Monday, October 17, 2016
Since we will be going to Yellowstone National Park in the next few weekends, I thought that it would be a good idea to remember how to take photographs of animals in motion, in hopes that when we are out in nature, we will be prepared to take awesome pictures, and not have to be trying to remember what we learned. I have learned in the few months of photography that before going out and trying to capture something, it was most useful for me to before leaving, thinking about what I am trying to capture, and dissect what it is I should be doing with my camera to get the picture I want. That being said, here are some reminders while trying to take pictures of animals in motion:
- Shoot in Shutter Priority mode. Use a shutter speed of at least 1/250 of a second if you’re panning with the subject (faster if you’re not panning and the subject is coming toward you).
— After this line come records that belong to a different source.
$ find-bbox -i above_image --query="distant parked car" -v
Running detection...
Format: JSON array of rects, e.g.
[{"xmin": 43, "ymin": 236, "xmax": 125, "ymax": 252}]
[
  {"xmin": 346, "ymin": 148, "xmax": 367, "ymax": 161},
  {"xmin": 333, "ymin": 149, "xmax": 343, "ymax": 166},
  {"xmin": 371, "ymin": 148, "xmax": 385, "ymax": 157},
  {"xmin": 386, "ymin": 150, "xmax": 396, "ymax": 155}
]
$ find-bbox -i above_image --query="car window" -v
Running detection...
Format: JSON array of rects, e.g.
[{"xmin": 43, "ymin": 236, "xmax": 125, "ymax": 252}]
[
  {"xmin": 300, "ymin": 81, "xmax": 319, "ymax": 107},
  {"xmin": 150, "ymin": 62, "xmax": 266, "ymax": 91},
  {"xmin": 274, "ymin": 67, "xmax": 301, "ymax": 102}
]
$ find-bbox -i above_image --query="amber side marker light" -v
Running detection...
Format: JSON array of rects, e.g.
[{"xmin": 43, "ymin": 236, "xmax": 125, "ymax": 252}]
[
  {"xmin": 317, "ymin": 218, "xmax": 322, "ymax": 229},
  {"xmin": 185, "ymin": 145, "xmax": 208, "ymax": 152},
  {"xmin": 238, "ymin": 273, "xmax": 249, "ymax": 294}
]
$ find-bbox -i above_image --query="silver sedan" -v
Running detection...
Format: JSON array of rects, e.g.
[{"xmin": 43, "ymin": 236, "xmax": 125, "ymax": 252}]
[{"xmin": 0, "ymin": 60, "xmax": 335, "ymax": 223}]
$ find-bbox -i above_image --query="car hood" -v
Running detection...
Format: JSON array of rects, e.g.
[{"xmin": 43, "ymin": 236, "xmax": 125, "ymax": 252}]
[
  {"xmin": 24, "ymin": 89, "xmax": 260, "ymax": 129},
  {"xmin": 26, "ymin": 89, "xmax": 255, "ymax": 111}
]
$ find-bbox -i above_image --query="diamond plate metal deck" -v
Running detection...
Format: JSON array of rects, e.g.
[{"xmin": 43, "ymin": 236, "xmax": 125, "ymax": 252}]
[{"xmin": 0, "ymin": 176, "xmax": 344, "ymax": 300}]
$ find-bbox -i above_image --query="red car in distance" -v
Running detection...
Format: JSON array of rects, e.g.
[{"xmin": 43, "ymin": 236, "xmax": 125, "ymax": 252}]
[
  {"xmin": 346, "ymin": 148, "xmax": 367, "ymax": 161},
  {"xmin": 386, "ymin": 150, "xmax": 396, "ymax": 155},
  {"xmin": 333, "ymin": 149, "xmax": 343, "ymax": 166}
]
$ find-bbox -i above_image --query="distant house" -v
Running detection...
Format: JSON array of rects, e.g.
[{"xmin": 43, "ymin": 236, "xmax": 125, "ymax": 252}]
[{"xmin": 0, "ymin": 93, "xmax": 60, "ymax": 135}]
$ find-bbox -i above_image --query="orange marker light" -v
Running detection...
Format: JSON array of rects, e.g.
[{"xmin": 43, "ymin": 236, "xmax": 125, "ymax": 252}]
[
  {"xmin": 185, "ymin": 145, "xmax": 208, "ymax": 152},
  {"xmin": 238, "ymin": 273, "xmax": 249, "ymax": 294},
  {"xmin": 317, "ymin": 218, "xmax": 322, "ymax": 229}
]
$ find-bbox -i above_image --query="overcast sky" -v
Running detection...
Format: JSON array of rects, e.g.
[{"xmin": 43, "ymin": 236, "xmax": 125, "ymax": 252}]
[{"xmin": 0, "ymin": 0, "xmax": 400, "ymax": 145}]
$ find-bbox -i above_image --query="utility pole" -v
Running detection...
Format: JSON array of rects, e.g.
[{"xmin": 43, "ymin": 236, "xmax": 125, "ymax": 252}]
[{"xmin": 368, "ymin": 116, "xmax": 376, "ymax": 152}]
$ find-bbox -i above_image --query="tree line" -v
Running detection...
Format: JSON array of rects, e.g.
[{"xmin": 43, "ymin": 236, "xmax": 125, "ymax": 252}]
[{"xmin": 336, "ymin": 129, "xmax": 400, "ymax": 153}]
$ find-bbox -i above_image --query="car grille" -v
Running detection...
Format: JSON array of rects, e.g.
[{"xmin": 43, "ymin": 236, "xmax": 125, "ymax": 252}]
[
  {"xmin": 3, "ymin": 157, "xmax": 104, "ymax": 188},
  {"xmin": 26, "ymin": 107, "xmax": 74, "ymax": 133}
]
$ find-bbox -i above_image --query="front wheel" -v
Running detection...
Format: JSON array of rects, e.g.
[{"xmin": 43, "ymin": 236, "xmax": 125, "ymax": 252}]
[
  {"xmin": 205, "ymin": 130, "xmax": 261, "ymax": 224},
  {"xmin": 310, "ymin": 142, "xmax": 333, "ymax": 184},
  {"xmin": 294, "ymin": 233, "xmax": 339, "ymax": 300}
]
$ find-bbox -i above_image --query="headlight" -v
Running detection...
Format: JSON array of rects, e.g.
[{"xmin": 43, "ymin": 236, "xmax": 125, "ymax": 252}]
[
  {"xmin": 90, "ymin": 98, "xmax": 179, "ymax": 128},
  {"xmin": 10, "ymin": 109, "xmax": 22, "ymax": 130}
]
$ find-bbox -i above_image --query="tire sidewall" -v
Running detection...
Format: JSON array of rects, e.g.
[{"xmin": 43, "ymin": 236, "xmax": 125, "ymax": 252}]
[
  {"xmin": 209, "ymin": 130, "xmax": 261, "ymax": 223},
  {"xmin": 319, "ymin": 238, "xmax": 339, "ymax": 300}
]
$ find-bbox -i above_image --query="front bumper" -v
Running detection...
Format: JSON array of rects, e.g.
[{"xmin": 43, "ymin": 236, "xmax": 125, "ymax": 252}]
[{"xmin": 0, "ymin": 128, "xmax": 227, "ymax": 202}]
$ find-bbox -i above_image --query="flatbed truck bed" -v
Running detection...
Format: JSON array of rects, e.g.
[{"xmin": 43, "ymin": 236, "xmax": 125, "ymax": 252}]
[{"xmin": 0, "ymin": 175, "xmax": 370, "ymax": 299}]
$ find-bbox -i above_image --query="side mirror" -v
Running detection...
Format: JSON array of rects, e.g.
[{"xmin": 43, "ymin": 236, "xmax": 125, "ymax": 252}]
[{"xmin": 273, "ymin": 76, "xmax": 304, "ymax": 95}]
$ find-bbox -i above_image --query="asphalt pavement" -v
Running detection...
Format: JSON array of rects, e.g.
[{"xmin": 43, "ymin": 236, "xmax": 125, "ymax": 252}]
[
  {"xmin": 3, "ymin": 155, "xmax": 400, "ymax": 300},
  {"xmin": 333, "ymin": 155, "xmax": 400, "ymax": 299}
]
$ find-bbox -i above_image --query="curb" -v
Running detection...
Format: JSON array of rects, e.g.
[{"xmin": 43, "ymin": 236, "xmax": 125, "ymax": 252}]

- Pan with the animal. If the animal is traveling from your left to your right or vice versa, pan with it. When the animal comes into frame, press the shutter button half-way to achieve focus, pan smoothly by pivoting at the waist, and then press the shutter button.
- Follow through. Keep panning even after you press the shutter button. If you stop panning when you press the shutter button, the image won’t be as sharp as it could be.
- Leave more room in front of the animal. This gives your viewers a sense that the animal is going somewhere.
Wednesday, October 5, 2016
Since we will all be going to Yellowstone National park, and some of us are not from here and may have never gone before, I decided to give everyone a little information about it so we can be more prepared for our visit. In October, the average temp. is around 29 degrees to 50 degrees, so prepare to be cold. We can usually be certain that by around the time we are going there will be snow on the ground, and there already is now, along with road closures. The main animal that everyone was raving about online for this time of year is an Elk. They are all certain that we will be able to see many of them when we are out. Bison, elk, bears and wolves will all be on the move feeding heavily before Winter hits.